Quando eu era menino, achava que todas as pessoas eram inteligentes. Burrice minha. Mas nunca transformei isso em julgamento moral. Os inteligentes não merecem mais que os burros. A propósito, todo homem inteligente tem por obrigação primeira perceber o esplendor do outro. Todo homem é esplêndido, burro ou inteligente, todo ele reflete o Universo.

Observa-se que entre os homens cultos é muitas vezes encontrado um índice de burrice estonteante.
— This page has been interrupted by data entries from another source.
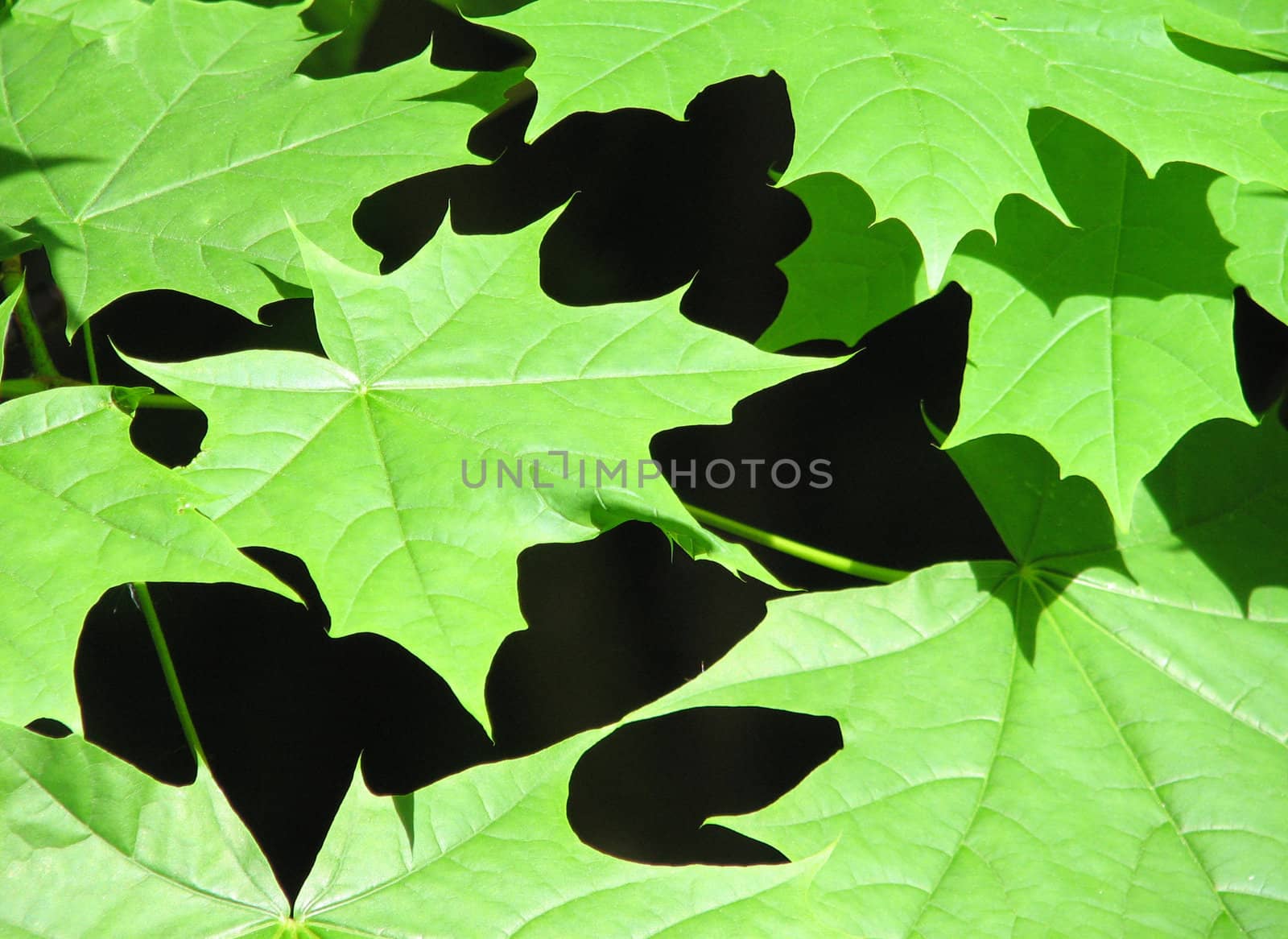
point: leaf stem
(815, 556)
(10, 279)
(90, 362)
(16, 388)
(143, 598)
Em contrapartida verifica-se que a Ignorância e a Simplicidade sempre constituíram campo fértil para o aparecimento das grandes almas. Alma é sinônimo de Inteligência.

Difícil conceituar a Inteligência, porém fácil reconhecer-lhe atributos. O primeiro deles é, sem dúvida, a humildade. Humildade é sinônimo de Inteligência. O homem sábio sabe que não sabe. Ao passo que o burro é arrogante. Essa é a parte mais triste de toda a história, verdade capaz de fazer rolar até lágrimas de burro: o burro não ama. Sente que lhe falta algo que o inteligente possui. Mozart disse que para ser um gênio não basta talento. É preciso também um grande Amor. O burro não ama! Amor é também sinônimo de Inteligência.

Os Inteligentes, além de terem entre si grande carinho e admiração, plagiam-se constantemente, sem o menor pudor. Não tentam ser originais. Sabem que são um só acidente da Natureza. Ou terá sido seu recurso de emergência? Do qual a Natureza lançou mão para cuidar da sobrevivência da espécie, antes que os burros a destruam?

Quase tudo que é importante na sociedade atual não é apenas importante, mas também burro. Trata-se do Império da Burrice, como outrora foi o Império Romano.

Antes de publicar esse pensamento pesquisei no Google. Guguei burramente e descobri que todo cronista, de Rui Barbosa a Nelson Rodrigues, passando por Sarney e Jabor, um dia escreveram crônicas sobre a Burrice. Arrependi-me do lugar-comum. Mas o assunto continua sendo oportuno. “Respeito a burrice, porque ela é eterna” (N.R.).

A propósito: a decisão editorial do GLOBO de retirar os “tijolinhos” do teatro, não digo que tenha sido burra, já que escrevo aqui, mas foi feia à beça. O teatro já tem tão menos do que merece!